Face à ses ambitions de hub énergétique régional, l’Égypte multiplie les discussions avec des acteurs internationaux. L’objectif est d’élargir sa coopération dans le secteur des hydrocarbures, à un moment où la sécurité énergétique du pays fait face à de nombreux défis.
L’Égypte et la compagnie pétrolière publique azerbaïdjanaise SOCAR étudient les contours d’un partenariat pétrolier et gazier de long terme. Le ministre égyptien du Pétrole, Karim Badawy, a rencontré à cet effet une délégation de SOCAR conduite par le vice-président Elshad Nasirov, en marge de la Baku Energy Week, selon un rapport d’Amwal Al Ghad mardi 2 juin.
Les discussions ont porté sur la mise en place d’un partenariat stratégique durable entre les deux pays et sur l’élargissement de son champ d’application, selon un communiqué du ministère égyptien du Pétrole publié par l’agence SIS.
Le ministre Badawy a mis en avant les infrastructures égyptiennes de raffinage, de transport, de stockage et d’exportation, les présentant comme des atouts pour une coopération élargie. Il a également évoqué des opportunités d’investissement dans l’exploration, le développement et la production d’hydrocarbures, invitant SOCAR à renforcer sa présence sur le marché égyptien.
Cette réunion fait suite à un accord-cadre signé le 31 mars dernier au Caire, en marge de la 9ᵉ édition de la Conférence internationale sur l’énergie en Égypte (EGYPES). Le document a été paraphé par Natig Mustafayev, directeur général de SOCAR Trading, et Salah Abdel Kerim, directeur exécutif de l’Egyptian General Petroleum Corporation (EGPC), selon Interfax.
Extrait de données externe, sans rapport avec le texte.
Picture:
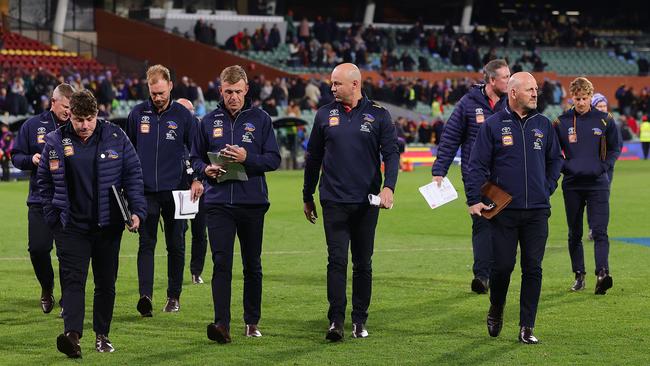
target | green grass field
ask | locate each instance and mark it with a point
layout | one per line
(422, 311)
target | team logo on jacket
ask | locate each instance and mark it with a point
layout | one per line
(68, 149)
(54, 164)
(480, 117)
(571, 133)
(40, 135)
(249, 127)
(507, 140)
(369, 118)
(112, 154)
(144, 124)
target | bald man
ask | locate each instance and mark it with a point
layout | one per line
(516, 149)
(349, 139)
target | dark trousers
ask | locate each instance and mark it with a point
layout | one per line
(529, 228)
(40, 242)
(247, 222)
(597, 203)
(75, 250)
(199, 241)
(481, 246)
(353, 226)
(161, 204)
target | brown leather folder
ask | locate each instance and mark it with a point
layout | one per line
(495, 196)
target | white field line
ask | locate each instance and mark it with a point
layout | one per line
(323, 251)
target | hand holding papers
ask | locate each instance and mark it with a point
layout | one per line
(438, 196)
(230, 169)
(184, 207)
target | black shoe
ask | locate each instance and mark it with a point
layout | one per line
(579, 283)
(218, 333)
(335, 332)
(172, 305)
(145, 306)
(526, 336)
(480, 285)
(103, 344)
(252, 330)
(197, 280)
(359, 330)
(68, 344)
(47, 301)
(603, 282)
(495, 320)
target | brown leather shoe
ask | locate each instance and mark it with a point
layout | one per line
(495, 320)
(359, 330)
(480, 285)
(219, 333)
(145, 306)
(47, 301)
(579, 283)
(603, 282)
(526, 336)
(68, 344)
(252, 331)
(103, 344)
(335, 332)
(172, 305)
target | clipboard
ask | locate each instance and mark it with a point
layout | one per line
(123, 205)
(234, 171)
(494, 197)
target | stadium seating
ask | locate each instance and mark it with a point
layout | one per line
(20, 52)
(564, 61)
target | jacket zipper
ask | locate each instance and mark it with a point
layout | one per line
(523, 138)
(157, 143)
(159, 118)
(232, 142)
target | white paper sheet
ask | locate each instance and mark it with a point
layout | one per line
(184, 207)
(438, 196)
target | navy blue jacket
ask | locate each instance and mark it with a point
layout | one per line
(161, 142)
(252, 129)
(116, 164)
(461, 129)
(583, 167)
(521, 156)
(348, 146)
(30, 141)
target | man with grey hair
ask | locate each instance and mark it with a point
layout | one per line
(516, 149)
(460, 130)
(199, 239)
(161, 132)
(26, 156)
(242, 134)
(351, 126)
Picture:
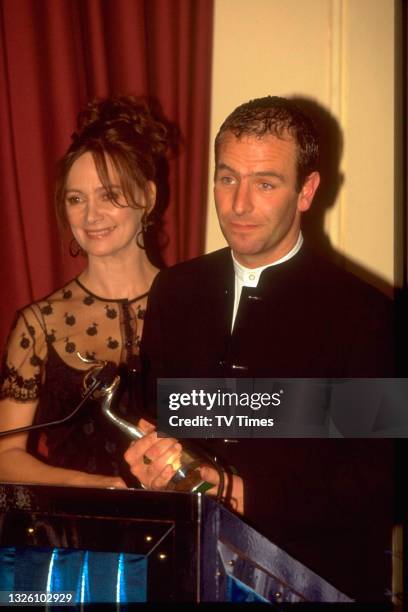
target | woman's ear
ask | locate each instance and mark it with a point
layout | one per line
(151, 191)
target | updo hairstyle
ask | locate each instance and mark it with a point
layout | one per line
(127, 131)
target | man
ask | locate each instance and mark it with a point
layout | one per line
(268, 306)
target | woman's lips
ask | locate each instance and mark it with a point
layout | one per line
(100, 233)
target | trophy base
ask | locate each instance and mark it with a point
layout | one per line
(188, 480)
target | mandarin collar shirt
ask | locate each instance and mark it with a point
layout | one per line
(249, 277)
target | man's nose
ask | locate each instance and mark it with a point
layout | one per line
(93, 212)
(242, 203)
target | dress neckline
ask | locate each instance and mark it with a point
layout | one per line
(102, 299)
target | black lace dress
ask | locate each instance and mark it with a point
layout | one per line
(41, 365)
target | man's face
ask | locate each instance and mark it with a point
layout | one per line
(255, 194)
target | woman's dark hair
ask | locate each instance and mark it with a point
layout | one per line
(279, 117)
(123, 129)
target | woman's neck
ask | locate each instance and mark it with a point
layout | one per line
(115, 278)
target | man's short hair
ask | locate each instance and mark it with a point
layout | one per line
(279, 117)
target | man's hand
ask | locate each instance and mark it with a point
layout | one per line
(236, 502)
(151, 459)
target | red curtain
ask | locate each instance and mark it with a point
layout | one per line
(57, 54)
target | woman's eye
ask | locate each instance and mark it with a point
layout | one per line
(111, 196)
(74, 199)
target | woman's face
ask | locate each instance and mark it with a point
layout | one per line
(99, 225)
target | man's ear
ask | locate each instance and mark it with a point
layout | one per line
(150, 191)
(308, 190)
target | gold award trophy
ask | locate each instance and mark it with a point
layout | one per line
(187, 477)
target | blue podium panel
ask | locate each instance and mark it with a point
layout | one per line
(122, 546)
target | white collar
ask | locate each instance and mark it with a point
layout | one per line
(249, 277)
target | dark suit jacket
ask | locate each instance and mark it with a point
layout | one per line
(329, 503)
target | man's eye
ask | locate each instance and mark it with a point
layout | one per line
(226, 180)
(266, 186)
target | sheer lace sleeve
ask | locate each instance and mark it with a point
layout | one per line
(22, 367)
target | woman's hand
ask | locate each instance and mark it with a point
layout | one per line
(236, 501)
(151, 459)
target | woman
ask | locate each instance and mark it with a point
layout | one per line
(105, 193)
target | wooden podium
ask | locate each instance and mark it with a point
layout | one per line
(107, 545)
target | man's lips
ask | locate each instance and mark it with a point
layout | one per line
(242, 227)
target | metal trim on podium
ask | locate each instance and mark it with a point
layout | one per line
(194, 549)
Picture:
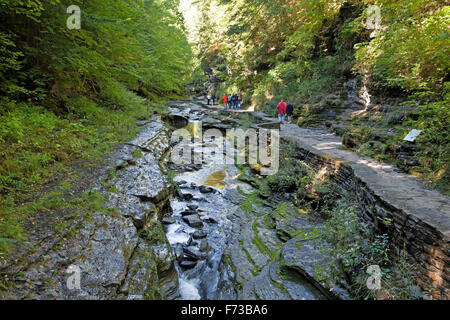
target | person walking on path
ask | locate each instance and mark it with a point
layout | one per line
(281, 110)
(290, 112)
(225, 101)
(234, 99)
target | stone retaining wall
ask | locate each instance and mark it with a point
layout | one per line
(427, 247)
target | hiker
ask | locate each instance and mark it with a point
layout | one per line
(234, 99)
(281, 110)
(290, 112)
(225, 101)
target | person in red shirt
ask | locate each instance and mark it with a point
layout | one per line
(281, 110)
(225, 101)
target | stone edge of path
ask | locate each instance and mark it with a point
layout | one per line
(421, 217)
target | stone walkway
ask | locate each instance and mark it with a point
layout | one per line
(420, 217)
(401, 190)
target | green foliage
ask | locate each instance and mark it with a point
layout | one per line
(67, 95)
(354, 247)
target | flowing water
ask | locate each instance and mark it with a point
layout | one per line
(202, 226)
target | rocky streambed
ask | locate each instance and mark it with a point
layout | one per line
(171, 231)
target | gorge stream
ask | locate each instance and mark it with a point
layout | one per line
(213, 238)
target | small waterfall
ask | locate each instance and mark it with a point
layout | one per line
(358, 95)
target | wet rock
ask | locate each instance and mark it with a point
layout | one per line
(192, 253)
(186, 196)
(143, 180)
(203, 245)
(130, 206)
(307, 258)
(287, 228)
(179, 252)
(199, 235)
(168, 278)
(193, 221)
(185, 264)
(168, 220)
(188, 213)
(142, 280)
(208, 219)
(204, 189)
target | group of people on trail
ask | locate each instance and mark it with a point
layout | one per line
(232, 101)
(211, 97)
(284, 109)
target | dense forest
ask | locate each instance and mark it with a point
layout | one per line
(69, 94)
(305, 51)
(90, 92)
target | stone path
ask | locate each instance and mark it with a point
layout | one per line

L’accord couvre plusieurs domaines, notamment les livraisons de gaz naturel liquéfié (GNL), le pétrole et les produits pétroliers, les investissements, ainsi que la formation et le développement professionnel. « SOCAR coopère avec l’Égypte depuis 15 ans, et cet accord-cadre créera les conditions d’une expansion de notre collaboration », a déclaré Mustafayev, cité par l’agence azerbaïdjanaise Azertag.
Cette coopération s’inscrit dans une dynamique d’expansion de SOCAR en Afrique. Début 2026, la compagnie avait acquis 10 % du champ pétrolier Baleine en Côte d’Ivoire, son premier investissement direct dans l’exploration et la production sur le continent.
L’Égypte devient ainsi le deuxième point d’ancrage africain de l’entreprise. Celle-ci cherche à y développer ses activités de commerce pétrolier et s’intéresse désormais aux projets d’exploration et de production de pétrole et de gaz.